This is a long but excellent discussion centering on the value of science. D.J. Grothe leads the panel discussion; the panel includes Richard Dawkins, Neil deGrasse Tyson, Ann Druyan and Victor Stenger. The values of science go well beyond the practical benefits of understanding how the world works. Those benefits include the following: Science keeps us from pretending that we are the center of the universe. It keeps us from fooling and misleading ourselves. Neil deGrasse Tyson argues that science shouldn’t be considered as a specialized endeavor; it should be considered the study of reality. The challenges to science include pop culture, post-modernism, religion and fear of death.
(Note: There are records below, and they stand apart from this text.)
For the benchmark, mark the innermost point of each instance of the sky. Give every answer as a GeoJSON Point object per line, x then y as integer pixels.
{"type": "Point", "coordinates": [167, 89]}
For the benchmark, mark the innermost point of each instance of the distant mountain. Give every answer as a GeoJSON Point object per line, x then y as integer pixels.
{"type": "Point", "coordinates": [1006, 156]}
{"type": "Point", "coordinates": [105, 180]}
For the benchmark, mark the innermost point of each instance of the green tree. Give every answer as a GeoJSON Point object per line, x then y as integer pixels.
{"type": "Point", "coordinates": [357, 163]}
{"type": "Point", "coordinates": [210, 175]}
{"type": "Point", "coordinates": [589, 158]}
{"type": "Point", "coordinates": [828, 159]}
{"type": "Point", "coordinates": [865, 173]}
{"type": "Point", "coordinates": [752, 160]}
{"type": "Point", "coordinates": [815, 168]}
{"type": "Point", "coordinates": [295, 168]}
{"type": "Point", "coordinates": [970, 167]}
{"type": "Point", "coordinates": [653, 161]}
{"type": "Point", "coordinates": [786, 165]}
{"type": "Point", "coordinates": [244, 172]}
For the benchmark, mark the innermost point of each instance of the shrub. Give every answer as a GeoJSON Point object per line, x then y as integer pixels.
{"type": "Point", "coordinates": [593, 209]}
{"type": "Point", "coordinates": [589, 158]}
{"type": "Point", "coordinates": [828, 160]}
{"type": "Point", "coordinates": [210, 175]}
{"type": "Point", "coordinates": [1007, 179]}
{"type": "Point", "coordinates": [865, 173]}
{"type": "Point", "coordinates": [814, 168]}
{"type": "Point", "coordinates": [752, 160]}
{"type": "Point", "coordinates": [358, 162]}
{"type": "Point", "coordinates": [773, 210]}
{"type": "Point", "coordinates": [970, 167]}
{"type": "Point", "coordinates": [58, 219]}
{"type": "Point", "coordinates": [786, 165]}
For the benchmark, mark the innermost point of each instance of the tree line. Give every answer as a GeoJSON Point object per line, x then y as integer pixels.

At the 40-minute mark Richard Dawkins argues that a huge challenge is helping students to understand the vast scale of the universe-he gives a terrific illustration.
Note the exchange between Dawkins and Druyan at the 45-minute mark. The question is how vigorously should one push back against people who attack science because it conflicts with their religion. Dawkins, as is clear from his books and many media appearances, has little patience with religious people attacking science. Druyan insists that no progress can be made by calling religious people “stupid.” She advocates taking the time to cultivate a relationship, because this is more likely to result in a believer who starts to listen. She adds that the fact that there are religious scientists demonstrates that religion is not amenable to logic. Tyson indicates that he strenuously avoids discussing religious dogma; instead, he works hard to keep nonsense of all types out of science discussions and science classrooms, and to make scientific discussions only about science. If people want to talk religion on their own time, that’s their prerogative, and he doesn’t have a stake in that.
Moderated by D.J. Grothe (of Point of Inquiry), this conference took place at the New York Academy of Sciences at a Center for Inquiry conference titled “Secular Society and its Enemies.”